Though unsuitable for permanent habitation, these asteroids are used as key defense points in the supply-routes of deuterium from Jupiter to its larger colonized moons: Ganymede, Callisto, and Europa .
After Io, the next target on the Fleet's course is Elara and its manned defense-station with a crew of some twenty Jovians. Since prolonged exposure to cosmic radiation and the extremely low gravity is dangerous even by Jovian standards, the crew is changed every month.
It is virtually impossible to make a surprise attack on the outpost, given its minute size and excellent surveillance range. Every side of the craggy, irregular asteroid is fitted with particle cannons and lasers, dug down deep below the surface.

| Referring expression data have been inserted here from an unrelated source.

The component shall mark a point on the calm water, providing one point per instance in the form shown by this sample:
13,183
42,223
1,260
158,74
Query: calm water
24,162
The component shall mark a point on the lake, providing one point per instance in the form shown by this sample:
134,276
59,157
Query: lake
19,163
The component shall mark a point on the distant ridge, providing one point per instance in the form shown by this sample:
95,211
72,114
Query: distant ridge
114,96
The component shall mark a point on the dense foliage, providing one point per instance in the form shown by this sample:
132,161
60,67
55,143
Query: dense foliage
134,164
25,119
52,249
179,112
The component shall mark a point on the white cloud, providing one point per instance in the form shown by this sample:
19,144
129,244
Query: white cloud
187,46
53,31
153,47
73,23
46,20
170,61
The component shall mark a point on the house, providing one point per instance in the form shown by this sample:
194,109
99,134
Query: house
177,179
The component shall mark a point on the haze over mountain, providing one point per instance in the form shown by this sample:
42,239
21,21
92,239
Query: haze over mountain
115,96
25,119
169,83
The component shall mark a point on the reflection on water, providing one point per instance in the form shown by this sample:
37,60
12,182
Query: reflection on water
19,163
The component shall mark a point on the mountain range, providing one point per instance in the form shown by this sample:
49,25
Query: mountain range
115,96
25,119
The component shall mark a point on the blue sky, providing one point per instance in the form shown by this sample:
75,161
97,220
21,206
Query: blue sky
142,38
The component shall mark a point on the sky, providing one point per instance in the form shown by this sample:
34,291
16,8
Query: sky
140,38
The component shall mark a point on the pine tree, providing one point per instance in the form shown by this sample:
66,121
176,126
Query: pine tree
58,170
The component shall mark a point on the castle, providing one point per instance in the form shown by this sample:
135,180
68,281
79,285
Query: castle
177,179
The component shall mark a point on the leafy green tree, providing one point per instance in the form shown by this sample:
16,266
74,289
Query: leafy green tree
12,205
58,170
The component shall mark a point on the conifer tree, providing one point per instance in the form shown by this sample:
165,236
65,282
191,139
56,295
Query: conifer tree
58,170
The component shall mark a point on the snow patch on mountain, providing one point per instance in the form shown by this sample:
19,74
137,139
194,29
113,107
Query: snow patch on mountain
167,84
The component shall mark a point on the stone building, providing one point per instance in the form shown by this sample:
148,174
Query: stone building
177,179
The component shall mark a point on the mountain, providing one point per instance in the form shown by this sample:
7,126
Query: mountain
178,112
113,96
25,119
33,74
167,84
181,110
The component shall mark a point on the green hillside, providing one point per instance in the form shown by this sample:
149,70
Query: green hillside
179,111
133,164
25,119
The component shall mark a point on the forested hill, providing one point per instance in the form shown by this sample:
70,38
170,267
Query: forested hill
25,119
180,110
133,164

Its strongest defense measure is to emit clouds of reflective aluminum barrage-bubbles, which can deflect the impact of any laser or radiation attack.
The crews of Elara have beaten back two attacks from the Terran Fleet, and have inflicted damage on the flagship once. No single DF charge had yet scored a direct hit.
Now, as the Elara crew has just been relieved, 23 newly arrived Jovians prepare to encounter the returning Terran Fleet. The flagship's stealth measures make it difficult to detect with precision, but there is little doubt about its approximate bearing and orbit.
The enemy will fly by close, closer than they have ever dared before, with a new type of attack craft... easily recognizable from many public propaganda and news broadcasts.
And the pilot will be the dreaded "indestructible" Argus-A.